A few days ago at a graduation party, several of us participated in a scavenger hunt. We were given an hour to run around and snap pictures of ridiculous things (such as "You licked what?!"), and then upload our photos to Flickr for everyone to enjoy. It was a stupendous amount of fun, but attempting to actually upload the pictures proved an immense pain. Three hours after the game ended, we were still receiving photos that were served hours before. We built Sherlock in order to simplify this process while still maintaining the frantic and energetic fun
How it works
Challenges we ran into
The most difficult aspect of this project was integrating the forward facing content with the server. Due to it's nature, Sherlock requires a very close relationship between both the front and back ends, which proved to be an interesting logistical challenge. On multiple occasions we would have to reconvene as a group to solve one single problem.

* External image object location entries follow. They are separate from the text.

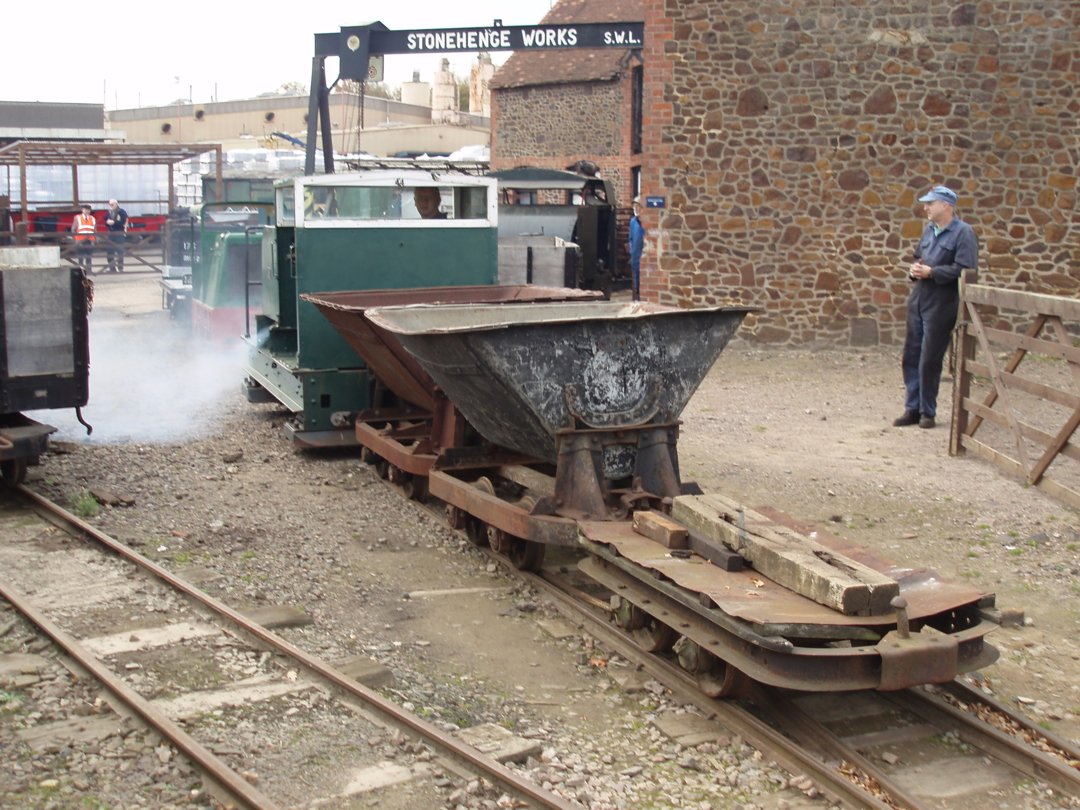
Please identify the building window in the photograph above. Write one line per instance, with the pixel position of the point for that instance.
(636, 105)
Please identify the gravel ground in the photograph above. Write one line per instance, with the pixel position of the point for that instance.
(203, 482)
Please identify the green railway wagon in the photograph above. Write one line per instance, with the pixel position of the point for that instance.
(378, 229)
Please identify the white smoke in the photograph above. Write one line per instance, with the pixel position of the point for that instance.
(151, 380)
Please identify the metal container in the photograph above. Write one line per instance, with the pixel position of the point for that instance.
(383, 353)
(521, 374)
(44, 341)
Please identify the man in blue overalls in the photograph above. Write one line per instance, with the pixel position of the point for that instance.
(947, 247)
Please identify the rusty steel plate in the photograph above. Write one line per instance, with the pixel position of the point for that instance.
(748, 595)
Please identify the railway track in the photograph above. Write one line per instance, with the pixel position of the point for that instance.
(218, 688)
(944, 746)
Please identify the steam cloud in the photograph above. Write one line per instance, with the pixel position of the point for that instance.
(151, 380)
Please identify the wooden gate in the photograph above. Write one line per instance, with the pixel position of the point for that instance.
(1023, 420)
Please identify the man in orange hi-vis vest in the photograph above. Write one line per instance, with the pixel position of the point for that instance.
(84, 228)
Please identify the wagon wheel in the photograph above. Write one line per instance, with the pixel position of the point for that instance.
(650, 634)
(655, 636)
(715, 677)
(526, 555)
(721, 679)
(13, 472)
(415, 487)
(498, 540)
(476, 531)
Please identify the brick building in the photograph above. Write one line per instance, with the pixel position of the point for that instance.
(551, 109)
(792, 140)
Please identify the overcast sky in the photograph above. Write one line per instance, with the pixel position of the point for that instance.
(140, 54)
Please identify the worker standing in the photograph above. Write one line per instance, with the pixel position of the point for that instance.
(84, 228)
(116, 223)
(636, 247)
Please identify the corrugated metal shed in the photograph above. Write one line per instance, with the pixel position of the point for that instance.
(25, 153)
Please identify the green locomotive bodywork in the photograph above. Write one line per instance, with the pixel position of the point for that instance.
(354, 231)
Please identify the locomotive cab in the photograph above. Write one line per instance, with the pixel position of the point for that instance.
(378, 229)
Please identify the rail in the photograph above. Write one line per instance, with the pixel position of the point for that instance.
(1023, 421)
(454, 750)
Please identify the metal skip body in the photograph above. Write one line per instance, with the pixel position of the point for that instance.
(520, 375)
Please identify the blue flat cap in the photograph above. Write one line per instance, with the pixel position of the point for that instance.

Accomplishments that we're proud of
Web apps are often considered inferior to native apps, especially on mobile devices. Despite this, Sherlock is able to maintain both the full functionality, and the ease of use that many come to expect from a mobile app or game. However, because it is ultimately a web app, we also get the full cross-platform flexibility that web design provides.
What we learned
It is impossible to work so hard on a singular problem without learning many new things. For some of us, this was our first time using Django. For others, the lessons learned were of a more esoteric nature -- such as the intricacies of how Python handles dates and times. Regardless, each one of us gained valuable knowledge and experience.
What's next for Sherlock
We were fortunate to be able to complete this hackathon with few major hiccups. As such, we will hopefully be able to make Sherlock publicly available for anyone to enjoy. Sherlock was born out of our own interests and games, and we would love for others to enjoy it as well.